Die Unzulässigkeit der Befangenheitsgesuche folgt hier aus § 26 a Abs. 1 Nr. 2 und Nr. 3 StPO. Die Ablehnungsgesuche des Beschwerdeführers waren nämlich mit einer völlig ungeeigneten Begründung versehen (§ 26 a Abs. 1 Nr. 2 StPO) und verfolgten offensichtlich nur verfahrensfremde Zwecke (§ 26 a Abs. 1 Nr. 3 StPO). Der Beschwerdeführer hat zur Begründung seiner Gesuche in erster Linie die Untätigkeit der abgelehnten Richter im Sinne der Nichtbescheidung seiner Beschwerden bis zum 15.08.2001 (so Seite 10 seines Schreibens vom 31.08.2001) bzw. bis spätestens zum 20.08.2001 (so Seite 4 seines Schreibens vom 11.10.2001) angeführt. Würde man dieser Argumentation des Beschwerdeführers streng folgen, wären seine Ablehnungsgesuche bereits deshalb unzulässig, weil sie verspätet sind, § 26 a Abs. 1 Ziff. 1 StPO. Ein Zuwarten um zwei Wochen oder 10 Tage nach Eintritt des Ablehnungsgrundes am 15.08.2001 bzw. am 20.08.2001 würde nämlich keine unverzügliche Geltendmachung des Ablehnungsgrundes i.S.v. § 25 Abs. 2 Ziff. 2 StPO mehr bedeuten (vgl. BGHR StPO § 25 Abs. 2, unverzüglich 4, Urteil vom 05.04.1995).

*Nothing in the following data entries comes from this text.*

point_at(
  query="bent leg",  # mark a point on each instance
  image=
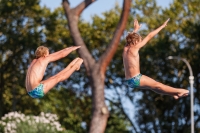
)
(62, 75)
(148, 83)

Dies kann hier aber auf sich beruhen, da die Ablehnungsgesuche mit ihrer Begründung jedenfalls nach § 26 a Abs. 1 Ziff. 2 und 3 StPO unzulässig sind. In der höchstrichterlichen Rechtsprechung ist anerkannt, dass solche zur Ablehnung herangezogenen Umstände, die aus zwingenden rechtlichen Gründen zur Rechtfertigung eines Ablehnungsgesuchs völlig ungeeignet sind, zur Unzulässigkeit der Ablehnung führen. Eine völlig ungeeignete Begründung ist rechtlich wie das Fehlen einer Begründung zu behandeln (BGHR StPO § 26 a, Unzulässigkeit 2, 7, 9; BGH NStZ 1999, 311). Dies ist insbesondere der Fall, wenn der Beschwerdeführer das Institut der Richterablehnung als Druckmittel zur erhofften Durchsetzung ihm genehmer Entscheidungen verwenden will. Ein solches Gesuch ist sachfremd, wobei die Sachfremdheit sich insbesondere aus der völligen Abwegigkeit der Ablehnungsgründe erschließt (BGHR StPO § 26 a, Unzulässigkeit 7 m.w.N.). Eine völlig abwegige Begründung liegt dabei dann vor, wenn sie sich in nach den Umständen haltlosen Verdächtigungen zum Nachteil der abgelehnten Richter, in sich in bloßen Anwürfen ergehenden Schmähungen oder in der bloßen Behauptung gesetzwidrigen Verhaltens erschöpft (BGHR StPO § 26 a, Unzulässigkeit 2, 7, je m.w.N.).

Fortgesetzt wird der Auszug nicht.